No joke. My oven trembled in fear when I put this bad boy in it earlier. It is the single, biggest meatloaf I have ever seen. Where’s that Man v. Food dude. He’d agree. (And he’d probably be scared of it too).
(Don’t let the tiny picture fool you, that’s in a 9×13 casserole dish/roaster. IT TAKES UP THE ENTIRE THING!!!)
Looking for recipes the other day, I came across this one on Pioneer Woman Cooks, for a Cajun Meatloaf, originally shared from Pastor Ryan from This Is Reverb. Good, good stuff!
So, minus the onions, and a bit more spices, I’ve made mine, see tweaked recipe below. And she is massive! Unfortunately, so much so, as it took too long to cook… over an hour. I swear my oven isn’t calibrated properly. Could also be that I had to put it into a roaster instead of a baking sheet, too…
**Note, should you try this, use something a) big enough and b) with edges because in true meatloaf fashion, there is fat that cooks off). And you might want to half this for your family, as this thing almost could’ve fed TWO of our family (and as you know, we have a big family!)
Make it with your favorite mashed potatoes, veg, and biscuits and you’re ready!
Have fun takin’ down the Meat Monster!
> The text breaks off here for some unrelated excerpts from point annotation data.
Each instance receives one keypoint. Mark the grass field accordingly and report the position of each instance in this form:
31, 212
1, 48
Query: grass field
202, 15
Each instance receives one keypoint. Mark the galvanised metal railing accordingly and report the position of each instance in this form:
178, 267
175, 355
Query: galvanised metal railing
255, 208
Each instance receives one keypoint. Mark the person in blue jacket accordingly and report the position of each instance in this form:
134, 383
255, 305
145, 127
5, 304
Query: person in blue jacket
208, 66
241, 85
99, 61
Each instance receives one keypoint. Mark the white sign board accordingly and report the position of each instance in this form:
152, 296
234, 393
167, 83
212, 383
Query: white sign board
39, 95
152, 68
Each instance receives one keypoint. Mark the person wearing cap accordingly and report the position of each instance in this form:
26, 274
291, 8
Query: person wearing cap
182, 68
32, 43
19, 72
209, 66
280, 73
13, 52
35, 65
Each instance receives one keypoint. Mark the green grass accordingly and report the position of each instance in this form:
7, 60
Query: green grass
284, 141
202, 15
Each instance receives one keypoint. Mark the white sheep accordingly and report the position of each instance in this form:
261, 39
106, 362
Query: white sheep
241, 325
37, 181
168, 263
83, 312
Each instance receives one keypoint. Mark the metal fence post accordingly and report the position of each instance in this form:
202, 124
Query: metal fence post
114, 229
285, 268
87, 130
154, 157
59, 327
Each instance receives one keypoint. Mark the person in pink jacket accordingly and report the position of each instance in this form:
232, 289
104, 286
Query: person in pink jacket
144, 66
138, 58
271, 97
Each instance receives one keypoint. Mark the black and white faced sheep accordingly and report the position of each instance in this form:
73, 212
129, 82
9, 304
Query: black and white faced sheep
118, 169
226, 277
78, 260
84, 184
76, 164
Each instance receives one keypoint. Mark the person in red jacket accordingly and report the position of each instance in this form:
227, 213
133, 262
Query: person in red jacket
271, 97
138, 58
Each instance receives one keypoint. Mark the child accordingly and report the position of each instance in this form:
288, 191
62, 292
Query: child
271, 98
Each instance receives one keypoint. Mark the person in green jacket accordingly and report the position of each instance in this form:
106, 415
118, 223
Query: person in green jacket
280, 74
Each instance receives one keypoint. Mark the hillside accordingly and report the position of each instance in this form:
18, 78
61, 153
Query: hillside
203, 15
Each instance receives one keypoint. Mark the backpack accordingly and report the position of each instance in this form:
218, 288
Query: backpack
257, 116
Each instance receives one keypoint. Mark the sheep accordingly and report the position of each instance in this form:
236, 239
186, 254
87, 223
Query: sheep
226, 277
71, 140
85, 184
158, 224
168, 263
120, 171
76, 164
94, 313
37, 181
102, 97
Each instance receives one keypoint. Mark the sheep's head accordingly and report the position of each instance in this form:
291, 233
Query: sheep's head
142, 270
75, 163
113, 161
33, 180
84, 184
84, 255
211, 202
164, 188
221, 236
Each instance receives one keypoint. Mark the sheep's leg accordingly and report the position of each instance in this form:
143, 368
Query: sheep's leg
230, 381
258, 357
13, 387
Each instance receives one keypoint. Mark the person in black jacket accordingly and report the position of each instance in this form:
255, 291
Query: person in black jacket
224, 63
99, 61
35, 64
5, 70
And, if you’re looking for a little adventure (and to make things easier on yourself, try this slow cooker meatloaf variation!
Cajun Meatloaf
Ingredients
- 2 lbs ground beef (the leaner the better)
- 1 lb ground sausage or pork
- 1 red pepper
- 1 orange pepper
- 1 yellow pepper
- 5 ribs celery
- 8 cloves garlic
- 3 eggs whisked
- butter
- 1.5 cups breadcrumbs 1-2 cups, use your judgement
- 1 tbsp garlic salt
- 1 tsp onion powder
- 1 tsp ground nutmeg
- 1 tsp black pepper
- 1 tsp cayenne pepper
- 1/2 cup milk
- 1 tbsp Worcestershire
- 1.25 cups ketchup
- 2 tbsp honey
Instructions
- Dice up vegetables, as finely as you can. The smaller the better, so perhaps the kids won’t see you snuck vegetables in it and attempt to pick it out of your beautifully made meatloaf later, because you failed to chop them fine enough *cough* (Can you tell that happened to me?!)
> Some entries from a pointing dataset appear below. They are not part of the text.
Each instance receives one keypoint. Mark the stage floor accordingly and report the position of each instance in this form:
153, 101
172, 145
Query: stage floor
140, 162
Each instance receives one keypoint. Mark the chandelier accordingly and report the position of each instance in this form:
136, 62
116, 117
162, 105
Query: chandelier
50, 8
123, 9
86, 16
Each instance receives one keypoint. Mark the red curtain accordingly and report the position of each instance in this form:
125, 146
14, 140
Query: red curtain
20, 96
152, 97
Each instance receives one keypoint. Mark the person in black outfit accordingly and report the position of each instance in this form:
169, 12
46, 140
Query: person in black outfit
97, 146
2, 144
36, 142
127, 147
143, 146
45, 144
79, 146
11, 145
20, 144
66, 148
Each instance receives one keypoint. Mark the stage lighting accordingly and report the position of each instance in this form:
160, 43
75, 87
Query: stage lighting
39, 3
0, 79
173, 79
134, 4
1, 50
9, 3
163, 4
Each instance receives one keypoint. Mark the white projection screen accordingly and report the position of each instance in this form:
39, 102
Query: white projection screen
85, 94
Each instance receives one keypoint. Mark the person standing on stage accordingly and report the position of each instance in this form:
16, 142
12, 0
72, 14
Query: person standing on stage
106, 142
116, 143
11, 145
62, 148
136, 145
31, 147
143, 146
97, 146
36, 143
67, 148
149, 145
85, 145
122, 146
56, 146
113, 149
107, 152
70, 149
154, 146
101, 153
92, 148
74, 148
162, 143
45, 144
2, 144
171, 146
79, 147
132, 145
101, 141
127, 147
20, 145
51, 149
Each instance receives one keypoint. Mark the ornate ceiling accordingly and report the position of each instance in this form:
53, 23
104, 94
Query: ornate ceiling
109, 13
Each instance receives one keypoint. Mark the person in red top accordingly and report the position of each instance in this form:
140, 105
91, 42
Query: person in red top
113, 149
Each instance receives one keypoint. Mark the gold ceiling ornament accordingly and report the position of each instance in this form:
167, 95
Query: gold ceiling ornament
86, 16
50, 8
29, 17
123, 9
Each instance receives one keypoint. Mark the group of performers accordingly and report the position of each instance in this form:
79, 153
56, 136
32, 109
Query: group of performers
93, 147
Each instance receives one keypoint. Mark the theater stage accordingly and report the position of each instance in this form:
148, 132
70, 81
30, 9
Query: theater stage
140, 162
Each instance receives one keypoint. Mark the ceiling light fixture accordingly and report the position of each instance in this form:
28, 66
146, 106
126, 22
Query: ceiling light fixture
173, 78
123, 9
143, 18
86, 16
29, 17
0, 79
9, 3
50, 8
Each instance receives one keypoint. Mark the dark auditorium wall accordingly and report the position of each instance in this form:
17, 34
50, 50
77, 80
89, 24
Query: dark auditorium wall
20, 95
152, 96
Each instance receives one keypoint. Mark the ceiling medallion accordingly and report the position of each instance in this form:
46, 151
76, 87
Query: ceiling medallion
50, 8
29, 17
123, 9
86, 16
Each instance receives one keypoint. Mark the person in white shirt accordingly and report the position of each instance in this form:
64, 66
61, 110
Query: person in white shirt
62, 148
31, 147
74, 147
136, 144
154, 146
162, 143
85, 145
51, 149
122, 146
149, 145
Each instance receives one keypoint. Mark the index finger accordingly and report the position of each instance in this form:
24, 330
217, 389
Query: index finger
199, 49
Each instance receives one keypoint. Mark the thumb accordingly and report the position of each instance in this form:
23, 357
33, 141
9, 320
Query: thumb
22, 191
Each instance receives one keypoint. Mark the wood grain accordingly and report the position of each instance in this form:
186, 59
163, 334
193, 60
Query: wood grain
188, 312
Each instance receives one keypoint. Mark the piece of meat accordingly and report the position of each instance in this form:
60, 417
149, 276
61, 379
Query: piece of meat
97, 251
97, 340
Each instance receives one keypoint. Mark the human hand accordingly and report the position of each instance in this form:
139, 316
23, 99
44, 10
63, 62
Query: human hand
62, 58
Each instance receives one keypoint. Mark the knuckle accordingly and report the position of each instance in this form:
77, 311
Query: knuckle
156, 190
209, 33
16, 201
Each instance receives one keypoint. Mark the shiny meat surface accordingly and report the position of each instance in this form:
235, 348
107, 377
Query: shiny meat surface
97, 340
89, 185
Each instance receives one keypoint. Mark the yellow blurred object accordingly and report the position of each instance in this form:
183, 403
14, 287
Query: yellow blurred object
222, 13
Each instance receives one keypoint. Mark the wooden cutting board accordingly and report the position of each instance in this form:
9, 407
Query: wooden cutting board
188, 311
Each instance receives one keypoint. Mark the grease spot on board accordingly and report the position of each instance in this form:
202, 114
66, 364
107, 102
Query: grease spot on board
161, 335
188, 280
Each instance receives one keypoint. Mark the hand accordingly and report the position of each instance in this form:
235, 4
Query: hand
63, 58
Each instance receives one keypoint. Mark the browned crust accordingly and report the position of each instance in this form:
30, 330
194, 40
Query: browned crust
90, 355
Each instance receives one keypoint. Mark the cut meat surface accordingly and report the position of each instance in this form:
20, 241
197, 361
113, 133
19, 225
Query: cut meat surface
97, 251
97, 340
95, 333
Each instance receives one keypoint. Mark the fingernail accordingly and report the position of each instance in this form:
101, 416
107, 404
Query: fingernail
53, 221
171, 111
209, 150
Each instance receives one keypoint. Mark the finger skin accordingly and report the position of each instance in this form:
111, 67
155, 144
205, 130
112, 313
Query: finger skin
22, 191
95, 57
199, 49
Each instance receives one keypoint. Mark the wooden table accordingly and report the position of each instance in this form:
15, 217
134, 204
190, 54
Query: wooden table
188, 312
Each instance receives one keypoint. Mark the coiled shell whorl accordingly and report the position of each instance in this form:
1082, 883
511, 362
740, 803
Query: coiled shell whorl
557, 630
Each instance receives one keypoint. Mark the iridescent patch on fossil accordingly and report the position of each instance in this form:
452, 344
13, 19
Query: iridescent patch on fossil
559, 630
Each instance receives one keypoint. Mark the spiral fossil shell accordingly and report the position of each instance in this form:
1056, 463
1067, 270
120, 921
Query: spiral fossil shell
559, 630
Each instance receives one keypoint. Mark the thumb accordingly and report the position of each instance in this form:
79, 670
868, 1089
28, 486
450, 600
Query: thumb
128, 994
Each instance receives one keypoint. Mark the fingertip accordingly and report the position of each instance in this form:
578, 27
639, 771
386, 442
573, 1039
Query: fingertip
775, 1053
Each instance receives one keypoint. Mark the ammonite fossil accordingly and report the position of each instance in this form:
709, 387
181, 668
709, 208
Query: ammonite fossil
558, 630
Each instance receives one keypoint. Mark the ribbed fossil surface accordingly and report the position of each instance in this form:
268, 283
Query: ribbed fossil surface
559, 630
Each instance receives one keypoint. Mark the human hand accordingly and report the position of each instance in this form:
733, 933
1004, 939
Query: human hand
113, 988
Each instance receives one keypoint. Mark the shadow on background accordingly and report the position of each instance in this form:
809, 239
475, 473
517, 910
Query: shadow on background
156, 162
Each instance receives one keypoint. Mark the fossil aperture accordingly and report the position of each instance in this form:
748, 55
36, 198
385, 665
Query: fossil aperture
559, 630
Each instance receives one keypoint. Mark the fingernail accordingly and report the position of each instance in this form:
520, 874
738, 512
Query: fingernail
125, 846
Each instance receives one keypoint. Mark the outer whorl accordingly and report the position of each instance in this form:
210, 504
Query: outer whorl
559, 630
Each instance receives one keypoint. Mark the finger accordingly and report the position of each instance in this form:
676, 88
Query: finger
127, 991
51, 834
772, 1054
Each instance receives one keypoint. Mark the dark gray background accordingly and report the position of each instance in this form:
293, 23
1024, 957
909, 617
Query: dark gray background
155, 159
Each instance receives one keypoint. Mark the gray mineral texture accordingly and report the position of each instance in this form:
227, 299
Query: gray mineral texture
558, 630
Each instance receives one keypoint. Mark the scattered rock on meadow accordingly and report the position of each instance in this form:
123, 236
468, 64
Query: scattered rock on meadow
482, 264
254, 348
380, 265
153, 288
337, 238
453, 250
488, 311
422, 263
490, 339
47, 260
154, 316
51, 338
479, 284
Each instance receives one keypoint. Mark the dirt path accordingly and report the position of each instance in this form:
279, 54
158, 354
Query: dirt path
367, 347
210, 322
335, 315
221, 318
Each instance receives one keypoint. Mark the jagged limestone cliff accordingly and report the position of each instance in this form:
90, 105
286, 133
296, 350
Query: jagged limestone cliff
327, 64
- Place 6 pats of butter into a skillet, and once melted, saute your super-finely chopped vegetables for a couple minutes with a tbsp or two of garlic salt.
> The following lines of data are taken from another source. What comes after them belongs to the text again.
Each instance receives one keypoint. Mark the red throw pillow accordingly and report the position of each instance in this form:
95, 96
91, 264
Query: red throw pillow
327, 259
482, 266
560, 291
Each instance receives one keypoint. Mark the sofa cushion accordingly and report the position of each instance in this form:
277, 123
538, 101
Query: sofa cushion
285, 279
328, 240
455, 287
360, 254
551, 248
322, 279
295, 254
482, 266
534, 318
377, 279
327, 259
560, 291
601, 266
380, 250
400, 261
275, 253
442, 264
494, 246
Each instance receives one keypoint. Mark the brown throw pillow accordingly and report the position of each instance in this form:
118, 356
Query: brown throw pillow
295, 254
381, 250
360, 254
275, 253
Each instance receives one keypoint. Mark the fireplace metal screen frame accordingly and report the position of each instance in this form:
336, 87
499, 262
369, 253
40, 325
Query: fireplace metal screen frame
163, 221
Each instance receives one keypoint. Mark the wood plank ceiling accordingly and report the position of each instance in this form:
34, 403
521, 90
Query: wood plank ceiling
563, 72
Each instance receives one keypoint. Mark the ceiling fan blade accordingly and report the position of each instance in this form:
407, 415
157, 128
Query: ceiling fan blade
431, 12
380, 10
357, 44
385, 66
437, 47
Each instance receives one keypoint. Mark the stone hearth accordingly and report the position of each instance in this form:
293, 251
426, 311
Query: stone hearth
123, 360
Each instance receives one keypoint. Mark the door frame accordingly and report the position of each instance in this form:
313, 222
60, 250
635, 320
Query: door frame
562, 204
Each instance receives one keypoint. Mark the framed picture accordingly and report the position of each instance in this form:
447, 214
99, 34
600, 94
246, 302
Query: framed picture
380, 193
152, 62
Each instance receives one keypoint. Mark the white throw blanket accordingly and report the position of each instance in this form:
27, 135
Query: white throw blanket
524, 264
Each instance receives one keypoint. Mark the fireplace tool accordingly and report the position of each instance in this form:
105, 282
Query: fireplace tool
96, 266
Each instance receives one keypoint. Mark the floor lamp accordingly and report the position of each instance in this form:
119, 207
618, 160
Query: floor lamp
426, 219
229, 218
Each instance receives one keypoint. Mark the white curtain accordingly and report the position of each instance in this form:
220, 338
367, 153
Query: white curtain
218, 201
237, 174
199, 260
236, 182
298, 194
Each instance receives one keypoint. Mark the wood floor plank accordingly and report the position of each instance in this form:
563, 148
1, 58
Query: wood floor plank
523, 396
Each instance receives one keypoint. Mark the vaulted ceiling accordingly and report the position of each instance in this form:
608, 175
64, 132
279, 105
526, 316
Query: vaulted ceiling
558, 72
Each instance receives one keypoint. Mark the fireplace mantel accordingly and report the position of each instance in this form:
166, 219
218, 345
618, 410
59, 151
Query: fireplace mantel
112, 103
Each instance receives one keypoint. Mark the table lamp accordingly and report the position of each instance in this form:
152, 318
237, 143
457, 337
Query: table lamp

- Add all of your seasonings and Worcestershire to the vegetables and continue to saute for a couple minutes.
- Add 1/2 cup of ketchup. Stir thoroughly, and remove from heat.
- Add 1/2 cup of milk. Once mixed in completely, add 1 cup of breadcrumbs to start. It’ll need to be paste-like, so if it isn’t, continue to add bread crumbs a little at a time, mixed thoroughly in between, until it’s the way we need it to be.
- Let the vegetables cool for a bit while you heat up the oven at 400 degrees and whisk the eggs, adding them to your beef mixture in a big, massively big bowl. (BIG bowl. Did you see all that up there? Yeah, it needs to be big. 3 lbs of beef + all those vegetables kind-of big)
- Using a meat-grinder-upper thingie (like how technical I am there? That thing I pictured is what I mean), grind up the meat and the eggs untils well blended. (By the way, I’m apologizing in advance for your arm, since after chopping all those vegetables, and now blending and mixing these meats, they’ve got to be tired. Sorry, man. It’ll be worth it)
- Once cool, add the vegetables and mash again, into one big, sloppy meat ball.
- I laid some foil down in my pan before laying it. You may or may not want to, depending upon your cut of ground beef – how lean it is, I mean. I thought I’d be able to lift the sucker up when it was done. I was wrong. Our meat wasn’t lean, so there was a lot of ‘drippings’, so I couldn’t. So needless to say, whether you do or you don’t, lay it on a pan with edges (for drippings-sake) and form it into a log, only an inch or two high, and as long as you can bear it without it going too near the ends, unless you have a casserole dish like me, in which case, do what you need to do, it’s fricken HUGE!
- Mix 3/4 cup of ketchup with 2 tbsp of honey, and lay it on top as the glaze. I never glazed mine before, and it was tasty!
- Bake until a meat thermometer says it’s done (180 I believe).